The calculation of the conditional probability using the Gaussian model makes the solution of simple problems quite straightforward: delineation of the geographical area concerned by the pollution or evaluation of the average of the number of inhabitants exposed to it.

The conditional simulations provide a consistent solution and the most adequate results for the evaluation of the population exposed to pollution. These techniques are used to evaluate health risks. When dealing with simulations a sufficient number of outcomes must be generated, particularly to derive high order quantiles. The problems become still more complex when the time dimension of the pollution events has to be taken into account, such as the control of the number of days when the pollutant concentration exceeds a threshold. The simulations provide a correct solution but are heavy in computations. The example on SO_{2} in Le Havre is favourable because the data are available at the same locations all over the year. By performing the simulations independently for each day, the most important bias can be avoided. Nevertheless a complete spatial and temporal model would have the theoretical and practical advantage of handling globally the whole set of measures. Further work is required before being able to apply such models. The present regulations in European countries often refer to complex criteria combining different time scales. The power of simulation techniques is not, in theory, limited regarding this complexity, as soon as the model correctly represents the pollutant concentrations at the origin of the pollution events.

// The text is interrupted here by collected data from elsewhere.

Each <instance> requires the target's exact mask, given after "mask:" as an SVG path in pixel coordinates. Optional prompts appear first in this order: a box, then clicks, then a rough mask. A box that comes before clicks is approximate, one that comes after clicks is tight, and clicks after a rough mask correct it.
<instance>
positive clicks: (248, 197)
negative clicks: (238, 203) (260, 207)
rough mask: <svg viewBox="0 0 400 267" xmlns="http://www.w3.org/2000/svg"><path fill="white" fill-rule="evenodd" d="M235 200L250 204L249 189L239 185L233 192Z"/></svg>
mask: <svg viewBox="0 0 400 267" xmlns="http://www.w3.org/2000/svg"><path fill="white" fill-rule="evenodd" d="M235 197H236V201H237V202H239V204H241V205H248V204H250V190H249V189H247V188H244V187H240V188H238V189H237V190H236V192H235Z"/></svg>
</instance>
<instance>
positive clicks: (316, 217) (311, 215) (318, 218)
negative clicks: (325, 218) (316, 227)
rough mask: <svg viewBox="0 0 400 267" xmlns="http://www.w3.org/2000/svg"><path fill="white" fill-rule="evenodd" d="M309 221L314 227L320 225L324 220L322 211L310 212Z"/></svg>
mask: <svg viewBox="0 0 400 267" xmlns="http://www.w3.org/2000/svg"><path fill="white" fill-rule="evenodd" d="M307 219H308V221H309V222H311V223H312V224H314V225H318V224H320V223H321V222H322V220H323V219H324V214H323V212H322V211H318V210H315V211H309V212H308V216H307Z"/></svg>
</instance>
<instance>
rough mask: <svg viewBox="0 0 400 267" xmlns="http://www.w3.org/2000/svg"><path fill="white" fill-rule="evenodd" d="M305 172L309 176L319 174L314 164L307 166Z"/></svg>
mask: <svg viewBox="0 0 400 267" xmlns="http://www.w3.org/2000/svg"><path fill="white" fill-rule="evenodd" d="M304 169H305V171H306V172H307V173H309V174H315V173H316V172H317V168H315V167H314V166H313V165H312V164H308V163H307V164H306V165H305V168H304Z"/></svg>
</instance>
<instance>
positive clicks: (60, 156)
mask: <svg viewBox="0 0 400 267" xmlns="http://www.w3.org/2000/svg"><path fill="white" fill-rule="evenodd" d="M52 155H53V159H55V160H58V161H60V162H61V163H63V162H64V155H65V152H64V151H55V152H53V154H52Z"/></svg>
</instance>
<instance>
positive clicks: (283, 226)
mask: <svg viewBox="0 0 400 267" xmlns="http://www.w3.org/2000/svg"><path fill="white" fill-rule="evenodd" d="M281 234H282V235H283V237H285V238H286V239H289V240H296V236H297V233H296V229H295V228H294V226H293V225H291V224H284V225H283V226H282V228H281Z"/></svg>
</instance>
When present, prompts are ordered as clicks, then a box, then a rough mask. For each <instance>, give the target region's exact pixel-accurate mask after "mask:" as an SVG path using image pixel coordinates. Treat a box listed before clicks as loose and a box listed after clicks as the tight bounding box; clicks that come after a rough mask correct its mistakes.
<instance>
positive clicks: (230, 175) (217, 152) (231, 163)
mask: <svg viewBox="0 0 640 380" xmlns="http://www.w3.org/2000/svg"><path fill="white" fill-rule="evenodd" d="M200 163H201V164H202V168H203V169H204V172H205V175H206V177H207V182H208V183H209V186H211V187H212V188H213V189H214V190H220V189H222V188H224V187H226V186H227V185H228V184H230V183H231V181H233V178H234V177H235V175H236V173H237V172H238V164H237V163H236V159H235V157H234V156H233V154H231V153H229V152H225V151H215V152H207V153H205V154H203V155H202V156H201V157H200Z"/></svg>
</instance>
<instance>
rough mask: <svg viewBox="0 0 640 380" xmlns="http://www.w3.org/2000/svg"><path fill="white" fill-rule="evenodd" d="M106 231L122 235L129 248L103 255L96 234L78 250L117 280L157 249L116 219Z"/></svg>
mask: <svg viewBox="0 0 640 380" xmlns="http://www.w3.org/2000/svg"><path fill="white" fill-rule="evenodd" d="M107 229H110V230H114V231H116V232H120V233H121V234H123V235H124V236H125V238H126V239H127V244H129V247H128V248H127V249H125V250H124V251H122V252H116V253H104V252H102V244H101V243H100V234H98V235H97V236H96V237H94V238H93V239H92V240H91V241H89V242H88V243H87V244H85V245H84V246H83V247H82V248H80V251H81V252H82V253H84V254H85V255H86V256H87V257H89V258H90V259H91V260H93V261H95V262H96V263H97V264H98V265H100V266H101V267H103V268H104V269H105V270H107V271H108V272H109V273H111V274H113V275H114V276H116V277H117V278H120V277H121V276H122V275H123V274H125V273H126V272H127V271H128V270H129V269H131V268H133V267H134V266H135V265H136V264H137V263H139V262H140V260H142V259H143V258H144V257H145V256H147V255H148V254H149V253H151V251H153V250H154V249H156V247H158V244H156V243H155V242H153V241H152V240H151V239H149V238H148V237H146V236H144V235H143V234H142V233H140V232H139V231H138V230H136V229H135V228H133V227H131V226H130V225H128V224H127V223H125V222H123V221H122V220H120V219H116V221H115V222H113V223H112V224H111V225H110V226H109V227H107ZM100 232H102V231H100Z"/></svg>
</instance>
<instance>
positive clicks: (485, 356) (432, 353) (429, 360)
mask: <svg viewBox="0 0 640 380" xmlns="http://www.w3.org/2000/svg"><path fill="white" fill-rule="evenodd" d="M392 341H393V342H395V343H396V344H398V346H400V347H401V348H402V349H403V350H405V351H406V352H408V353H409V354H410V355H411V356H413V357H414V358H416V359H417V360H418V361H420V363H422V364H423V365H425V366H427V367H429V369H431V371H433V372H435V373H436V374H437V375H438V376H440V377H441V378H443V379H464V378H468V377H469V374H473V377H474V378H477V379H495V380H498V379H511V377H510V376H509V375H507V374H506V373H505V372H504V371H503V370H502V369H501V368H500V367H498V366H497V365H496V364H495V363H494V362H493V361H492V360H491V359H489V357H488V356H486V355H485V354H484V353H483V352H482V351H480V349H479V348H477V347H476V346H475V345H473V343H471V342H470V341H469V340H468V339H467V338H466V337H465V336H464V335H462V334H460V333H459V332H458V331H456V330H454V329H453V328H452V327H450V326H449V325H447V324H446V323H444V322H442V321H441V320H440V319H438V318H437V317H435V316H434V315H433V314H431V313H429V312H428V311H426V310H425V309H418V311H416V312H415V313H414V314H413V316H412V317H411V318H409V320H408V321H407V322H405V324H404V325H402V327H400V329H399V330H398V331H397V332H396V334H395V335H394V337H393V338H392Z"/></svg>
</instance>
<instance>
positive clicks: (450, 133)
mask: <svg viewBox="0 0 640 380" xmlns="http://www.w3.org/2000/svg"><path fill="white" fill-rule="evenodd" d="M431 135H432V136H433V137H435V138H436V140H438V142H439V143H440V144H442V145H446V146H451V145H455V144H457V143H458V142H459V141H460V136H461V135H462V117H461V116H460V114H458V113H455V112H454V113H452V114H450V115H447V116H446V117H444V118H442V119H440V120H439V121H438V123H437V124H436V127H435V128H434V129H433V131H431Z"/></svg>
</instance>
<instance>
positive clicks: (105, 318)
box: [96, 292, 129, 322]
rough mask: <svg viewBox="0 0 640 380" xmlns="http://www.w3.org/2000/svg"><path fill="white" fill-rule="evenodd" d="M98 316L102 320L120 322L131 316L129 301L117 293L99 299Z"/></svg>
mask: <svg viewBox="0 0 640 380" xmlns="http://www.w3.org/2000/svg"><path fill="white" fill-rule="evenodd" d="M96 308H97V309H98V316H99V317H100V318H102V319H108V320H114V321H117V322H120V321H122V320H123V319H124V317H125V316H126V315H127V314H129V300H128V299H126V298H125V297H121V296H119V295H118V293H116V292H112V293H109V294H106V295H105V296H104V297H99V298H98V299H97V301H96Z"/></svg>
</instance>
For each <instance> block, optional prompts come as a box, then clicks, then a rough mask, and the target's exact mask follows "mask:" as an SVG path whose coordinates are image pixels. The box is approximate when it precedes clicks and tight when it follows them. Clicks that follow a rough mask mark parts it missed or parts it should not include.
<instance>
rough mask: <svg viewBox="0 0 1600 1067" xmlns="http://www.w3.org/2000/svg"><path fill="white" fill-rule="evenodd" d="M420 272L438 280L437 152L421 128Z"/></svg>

The applications illustrated here have been successfully carried out because the criteria were simple (a threshold applied on one pollutant for a given period of time). When the criteria are multiple (several pollutants, several time scales) the simulations will definitely be the only possible method, but computationally heavy. The need for better models, particularly dealing with the temporal aspect, is still important.

## Acknowledgments

The data used for illustrating applications of geostatistical methods have been kindly provided by Air Normand, an organization in charge of the air quality control in the Normandy region of France. The computations have been performed using the Isatis software marketed by Geovariances.

## Notes

- Kriging is a linear combination of data with weights chosen for minimizing the variance of the estimation error.
- The variogram represents the variance of the difference between two measures as a function of the distance between these measures.